Halfback Roger Grimes of Penn State is the kind of player central casting might have dreamed up to play the All-American boy in a football film. Says Coach Rip Engle, who does not make his pay as a Hollywood agent: "He's a very down-to-earth boy—polite, studious, good character, religious, wonderful home life, small high school, good athlete—simply one heck of a fine boy." This answer to a movie coach's prayers, or Rip Engle's, for that matter, grew up within a long forward pass of Penn State, in the old iron-mining hamlet of Cornwall. ("I'm the first graduate of Cornwall ever to play big-time football," says Grimes. "Football is second to education for me, but I wanted to prove I could make it.") At Cornwall High, Grimes was the State Class-B shotput champion, the football captain and, of course, class and student council president. As a senior he gained 1,132 yards in 135 tries and scored 102 points. In last year's Big 33 game between the best Pennsylvania and Texas schoolboys, he averaged nine yards a carry and, in Penn State's only two freshman games last fall, rushed for 214 yards, caught two passes for 65 more yards and scored three touchdowns. Slightly below six feet and weighing 210 pounds, Grimes has good speed and plenty of power, as well as an ability to find a hole in the line and get through it quickly.
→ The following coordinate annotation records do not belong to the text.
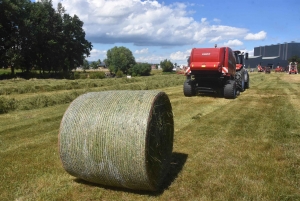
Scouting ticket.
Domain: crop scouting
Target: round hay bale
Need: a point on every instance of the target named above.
(118, 138)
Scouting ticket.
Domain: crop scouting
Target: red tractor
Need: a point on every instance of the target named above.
(216, 70)
(293, 68)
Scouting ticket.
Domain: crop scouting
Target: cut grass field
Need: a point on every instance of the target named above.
(242, 149)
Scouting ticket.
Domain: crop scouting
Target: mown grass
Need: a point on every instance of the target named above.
(242, 149)
(30, 94)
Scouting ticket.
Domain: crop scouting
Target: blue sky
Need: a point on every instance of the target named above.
(165, 29)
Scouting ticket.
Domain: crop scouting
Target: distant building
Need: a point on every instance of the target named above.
(273, 54)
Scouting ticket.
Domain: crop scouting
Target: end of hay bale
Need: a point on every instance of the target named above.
(118, 138)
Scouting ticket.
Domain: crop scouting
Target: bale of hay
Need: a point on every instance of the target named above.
(118, 138)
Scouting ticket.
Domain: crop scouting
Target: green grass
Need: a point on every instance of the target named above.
(242, 149)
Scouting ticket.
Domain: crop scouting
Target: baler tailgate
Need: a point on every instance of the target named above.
(205, 66)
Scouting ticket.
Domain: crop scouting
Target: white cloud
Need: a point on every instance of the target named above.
(142, 51)
(216, 20)
(180, 56)
(216, 39)
(258, 36)
(233, 43)
(145, 23)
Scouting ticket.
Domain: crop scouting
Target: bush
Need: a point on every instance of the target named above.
(97, 75)
(76, 75)
(119, 74)
(141, 69)
(166, 65)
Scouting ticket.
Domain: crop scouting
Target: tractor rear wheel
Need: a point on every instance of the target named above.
(247, 81)
(189, 88)
(230, 89)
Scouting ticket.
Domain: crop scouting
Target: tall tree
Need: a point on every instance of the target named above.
(75, 46)
(12, 16)
(119, 58)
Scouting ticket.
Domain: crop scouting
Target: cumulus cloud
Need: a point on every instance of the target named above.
(258, 36)
(233, 43)
(145, 23)
(180, 56)
(142, 51)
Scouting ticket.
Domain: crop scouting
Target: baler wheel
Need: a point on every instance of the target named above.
(189, 88)
(230, 89)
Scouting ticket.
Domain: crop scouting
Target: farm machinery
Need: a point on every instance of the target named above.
(216, 70)
(293, 68)
(279, 69)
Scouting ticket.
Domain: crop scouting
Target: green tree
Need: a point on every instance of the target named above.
(140, 69)
(75, 45)
(94, 65)
(85, 64)
(119, 58)
(166, 65)
(12, 17)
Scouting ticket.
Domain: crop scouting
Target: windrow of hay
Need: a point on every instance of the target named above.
(118, 138)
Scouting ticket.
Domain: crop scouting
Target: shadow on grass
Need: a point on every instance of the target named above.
(177, 163)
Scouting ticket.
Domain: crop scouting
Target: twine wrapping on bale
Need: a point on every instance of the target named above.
(118, 138)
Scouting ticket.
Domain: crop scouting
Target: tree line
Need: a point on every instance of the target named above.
(34, 35)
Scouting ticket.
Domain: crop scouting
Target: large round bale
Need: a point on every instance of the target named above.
(118, 138)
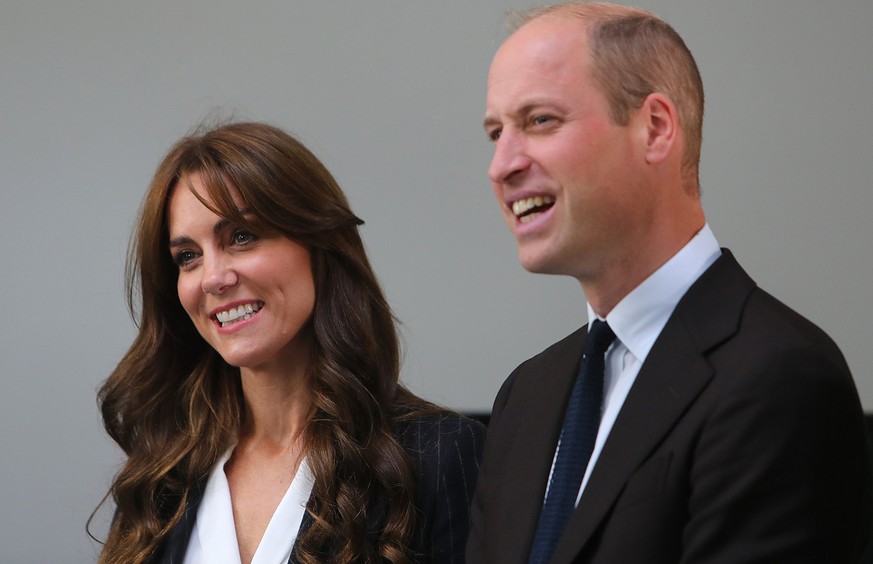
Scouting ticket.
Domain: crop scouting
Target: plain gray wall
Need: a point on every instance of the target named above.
(390, 95)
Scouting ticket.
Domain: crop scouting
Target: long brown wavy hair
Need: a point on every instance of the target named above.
(174, 406)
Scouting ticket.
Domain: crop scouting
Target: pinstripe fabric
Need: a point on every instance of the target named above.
(445, 451)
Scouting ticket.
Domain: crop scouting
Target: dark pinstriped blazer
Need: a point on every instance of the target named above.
(445, 451)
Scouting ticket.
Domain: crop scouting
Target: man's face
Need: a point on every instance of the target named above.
(563, 172)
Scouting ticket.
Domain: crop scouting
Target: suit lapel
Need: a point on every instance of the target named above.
(674, 374)
(532, 435)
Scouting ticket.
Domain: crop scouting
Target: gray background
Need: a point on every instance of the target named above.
(390, 95)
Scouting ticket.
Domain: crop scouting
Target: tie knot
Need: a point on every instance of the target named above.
(600, 336)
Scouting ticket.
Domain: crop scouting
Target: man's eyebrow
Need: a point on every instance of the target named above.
(516, 114)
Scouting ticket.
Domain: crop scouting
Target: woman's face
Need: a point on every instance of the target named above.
(250, 298)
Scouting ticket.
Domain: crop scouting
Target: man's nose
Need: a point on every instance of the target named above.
(510, 158)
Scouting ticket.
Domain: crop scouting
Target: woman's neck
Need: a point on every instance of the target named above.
(277, 406)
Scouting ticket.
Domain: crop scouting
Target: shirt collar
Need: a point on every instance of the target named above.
(639, 317)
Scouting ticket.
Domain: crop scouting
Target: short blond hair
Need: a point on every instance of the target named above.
(633, 54)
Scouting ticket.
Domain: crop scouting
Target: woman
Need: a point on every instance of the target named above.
(264, 377)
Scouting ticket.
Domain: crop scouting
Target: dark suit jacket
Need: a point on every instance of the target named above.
(742, 440)
(445, 451)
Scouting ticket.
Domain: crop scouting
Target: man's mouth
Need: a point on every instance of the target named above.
(239, 313)
(529, 209)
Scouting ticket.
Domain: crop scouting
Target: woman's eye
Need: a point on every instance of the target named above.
(242, 237)
(184, 258)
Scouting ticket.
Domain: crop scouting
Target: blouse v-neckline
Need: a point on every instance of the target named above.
(213, 540)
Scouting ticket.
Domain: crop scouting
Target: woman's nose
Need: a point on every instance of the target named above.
(218, 275)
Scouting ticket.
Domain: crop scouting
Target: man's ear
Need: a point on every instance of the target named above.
(661, 122)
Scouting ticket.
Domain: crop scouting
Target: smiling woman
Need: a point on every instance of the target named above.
(259, 405)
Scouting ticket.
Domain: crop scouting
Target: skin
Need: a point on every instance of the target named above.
(222, 265)
(619, 209)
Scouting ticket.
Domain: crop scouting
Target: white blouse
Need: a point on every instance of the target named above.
(213, 540)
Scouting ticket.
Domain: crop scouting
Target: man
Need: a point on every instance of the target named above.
(729, 428)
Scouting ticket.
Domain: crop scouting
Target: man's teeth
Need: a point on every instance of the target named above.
(522, 208)
(240, 313)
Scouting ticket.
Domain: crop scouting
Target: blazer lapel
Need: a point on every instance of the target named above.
(674, 374)
(176, 543)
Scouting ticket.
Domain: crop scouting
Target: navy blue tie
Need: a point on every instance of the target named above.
(581, 421)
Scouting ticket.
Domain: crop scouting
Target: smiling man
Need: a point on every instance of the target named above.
(706, 421)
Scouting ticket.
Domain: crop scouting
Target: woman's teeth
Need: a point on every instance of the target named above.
(240, 313)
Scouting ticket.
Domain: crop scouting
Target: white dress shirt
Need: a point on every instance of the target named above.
(637, 320)
(213, 540)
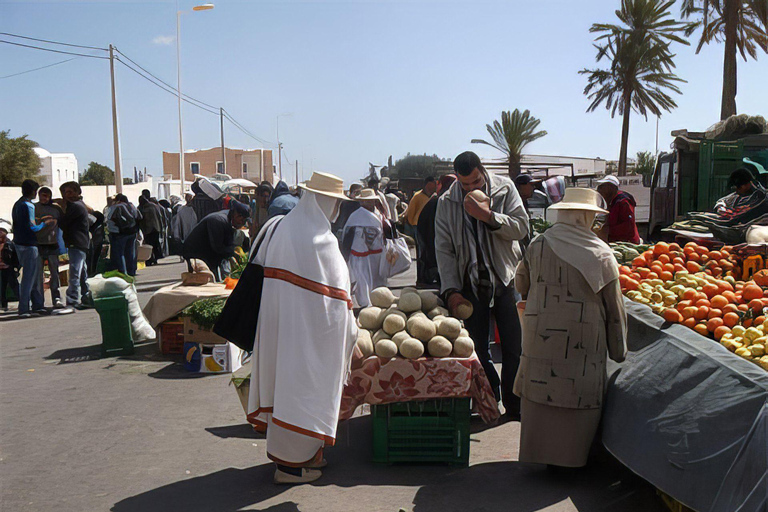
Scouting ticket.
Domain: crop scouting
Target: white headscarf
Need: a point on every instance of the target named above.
(573, 241)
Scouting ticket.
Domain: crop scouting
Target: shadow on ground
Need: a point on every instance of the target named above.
(604, 485)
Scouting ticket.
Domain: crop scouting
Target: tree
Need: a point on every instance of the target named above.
(415, 166)
(639, 75)
(741, 24)
(646, 163)
(18, 160)
(97, 174)
(516, 130)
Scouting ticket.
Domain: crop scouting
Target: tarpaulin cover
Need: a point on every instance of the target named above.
(689, 416)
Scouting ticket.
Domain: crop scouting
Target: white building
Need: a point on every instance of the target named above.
(57, 168)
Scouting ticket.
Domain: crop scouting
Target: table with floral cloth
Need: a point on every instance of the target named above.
(379, 381)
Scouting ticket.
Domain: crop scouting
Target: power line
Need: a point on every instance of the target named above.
(243, 129)
(52, 42)
(169, 90)
(163, 81)
(52, 50)
(37, 69)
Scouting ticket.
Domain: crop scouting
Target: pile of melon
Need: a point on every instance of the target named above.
(415, 325)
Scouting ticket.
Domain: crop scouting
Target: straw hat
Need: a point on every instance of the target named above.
(367, 194)
(325, 184)
(580, 199)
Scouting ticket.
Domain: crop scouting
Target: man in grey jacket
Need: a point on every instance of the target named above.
(478, 225)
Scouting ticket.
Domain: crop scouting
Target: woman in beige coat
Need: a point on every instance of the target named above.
(574, 318)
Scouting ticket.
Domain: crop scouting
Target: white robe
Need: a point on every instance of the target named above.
(367, 252)
(304, 338)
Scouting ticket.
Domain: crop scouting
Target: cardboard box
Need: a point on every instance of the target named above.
(193, 332)
(225, 358)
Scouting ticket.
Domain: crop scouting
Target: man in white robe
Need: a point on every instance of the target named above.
(305, 335)
(362, 245)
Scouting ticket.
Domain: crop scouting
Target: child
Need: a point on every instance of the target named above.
(9, 268)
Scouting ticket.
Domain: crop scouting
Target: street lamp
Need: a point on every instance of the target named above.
(280, 146)
(203, 7)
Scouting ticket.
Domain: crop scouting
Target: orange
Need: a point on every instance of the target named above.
(660, 248)
(721, 331)
(689, 322)
(701, 313)
(718, 301)
(730, 319)
(714, 323)
(701, 329)
(752, 291)
(672, 315)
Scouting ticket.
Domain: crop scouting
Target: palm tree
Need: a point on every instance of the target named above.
(640, 75)
(742, 24)
(516, 130)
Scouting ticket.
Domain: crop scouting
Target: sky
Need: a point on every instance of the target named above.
(361, 80)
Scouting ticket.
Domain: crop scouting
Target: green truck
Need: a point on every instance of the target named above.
(694, 175)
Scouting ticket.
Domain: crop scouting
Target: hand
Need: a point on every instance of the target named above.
(455, 300)
(478, 205)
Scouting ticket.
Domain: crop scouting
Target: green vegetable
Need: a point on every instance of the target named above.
(205, 312)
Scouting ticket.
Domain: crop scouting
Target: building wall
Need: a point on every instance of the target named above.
(208, 158)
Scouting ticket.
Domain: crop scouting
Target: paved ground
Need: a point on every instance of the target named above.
(79, 433)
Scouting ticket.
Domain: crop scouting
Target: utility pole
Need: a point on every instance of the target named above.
(115, 133)
(223, 152)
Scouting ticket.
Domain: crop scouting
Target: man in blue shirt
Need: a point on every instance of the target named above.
(25, 240)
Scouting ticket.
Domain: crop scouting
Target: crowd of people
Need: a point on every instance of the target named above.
(204, 227)
(475, 244)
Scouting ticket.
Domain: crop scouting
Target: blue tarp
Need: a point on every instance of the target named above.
(689, 416)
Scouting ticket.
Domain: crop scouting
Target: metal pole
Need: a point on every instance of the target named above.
(115, 132)
(223, 153)
(178, 92)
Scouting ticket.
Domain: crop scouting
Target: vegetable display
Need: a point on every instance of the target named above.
(413, 326)
(205, 312)
(699, 288)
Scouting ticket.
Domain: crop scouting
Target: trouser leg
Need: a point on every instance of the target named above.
(479, 328)
(510, 336)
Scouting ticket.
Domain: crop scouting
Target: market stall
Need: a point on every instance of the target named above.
(688, 409)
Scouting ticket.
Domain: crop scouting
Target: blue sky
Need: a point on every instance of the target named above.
(362, 79)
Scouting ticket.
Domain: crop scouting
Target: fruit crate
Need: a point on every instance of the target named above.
(171, 336)
(116, 336)
(422, 431)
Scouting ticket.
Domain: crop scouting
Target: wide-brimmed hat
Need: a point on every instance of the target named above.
(367, 194)
(325, 184)
(580, 199)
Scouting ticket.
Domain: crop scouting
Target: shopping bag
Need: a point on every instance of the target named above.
(397, 257)
(238, 320)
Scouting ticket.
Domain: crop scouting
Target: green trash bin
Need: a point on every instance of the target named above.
(116, 337)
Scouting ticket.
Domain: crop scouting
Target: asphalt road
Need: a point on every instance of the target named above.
(81, 433)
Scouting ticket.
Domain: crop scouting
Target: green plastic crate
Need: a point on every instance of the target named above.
(424, 431)
(116, 337)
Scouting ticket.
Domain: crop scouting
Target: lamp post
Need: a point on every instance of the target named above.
(280, 146)
(203, 7)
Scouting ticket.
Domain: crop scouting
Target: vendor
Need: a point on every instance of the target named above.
(621, 223)
(213, 239)
(745, 197)
(574, 320)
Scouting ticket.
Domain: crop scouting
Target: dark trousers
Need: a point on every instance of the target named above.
(504, 311)
(8, 278)
(153, 239)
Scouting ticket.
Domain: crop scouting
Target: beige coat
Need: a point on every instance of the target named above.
(568, 330)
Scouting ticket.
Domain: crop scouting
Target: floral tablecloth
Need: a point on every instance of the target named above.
(380, 381)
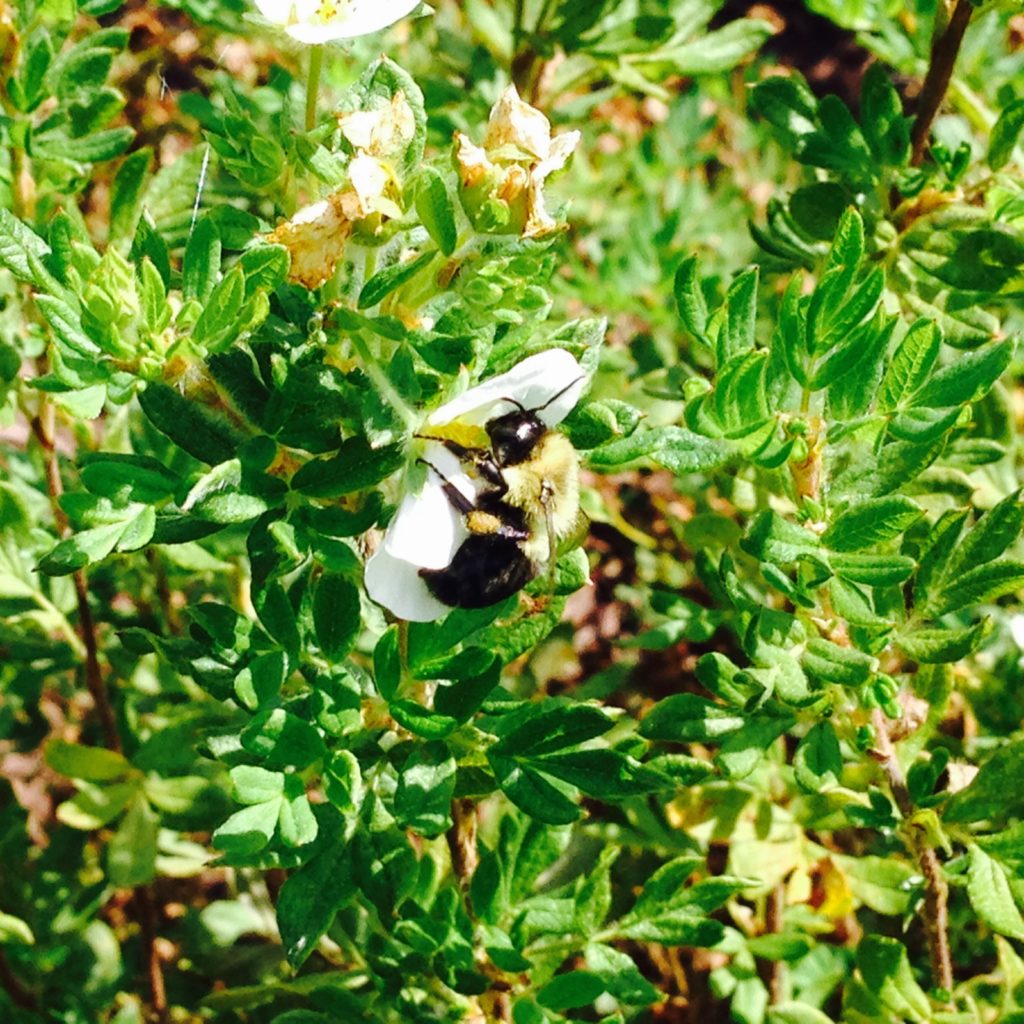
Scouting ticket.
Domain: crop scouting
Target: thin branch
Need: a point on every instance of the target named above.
(773, 972)
(945, 46)
(43, 426)
(462, 843)
(936, 915)
(154, 968)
But what makes him something special on the football field is his exceptional balance. "Roger can be knocked off stride and sent stumbling from a would-be tackier, keep his feet and on the very next step be going full speed again," says Backfield Coach Joe Paterno.
A back who may be as good as Grimes is Boston College's Brendan McCarthy, but he is more in the Frank Merriwell mold. McCarthy was a high school All-America in both football and basketball at DeMatha High in Washington, D.C. and was considered such an outstanding prospect in each sport that he received 170 scholarship offers in football and 35 for basketball. No one else really had a chance at him, though, since his father played football for BC—in the mid-'30s—and Brendan wanted a Jesuit education. A 6-foot-3 215-pounder, McCarthy was listed as BC's fourth fullback when spring training started, but by the time it was over, he was No. 1. "Brendan's biggest assets," says Boston College Coach Jim Miller, "are his size and his strength. He's very strong and he has that power step to move him away from a tackier when he's getting hit. It often takes two or three men to haul him down."
Among those who will try to bring down McCarthy and Grimes this season will be Linebacker Larry Csonka of Syracuse. Other sophs worth watching are Pittsburgh's split end, Bob Longo, Tackle Don Roberts of Army and Penn Quarterback Bill Creeden.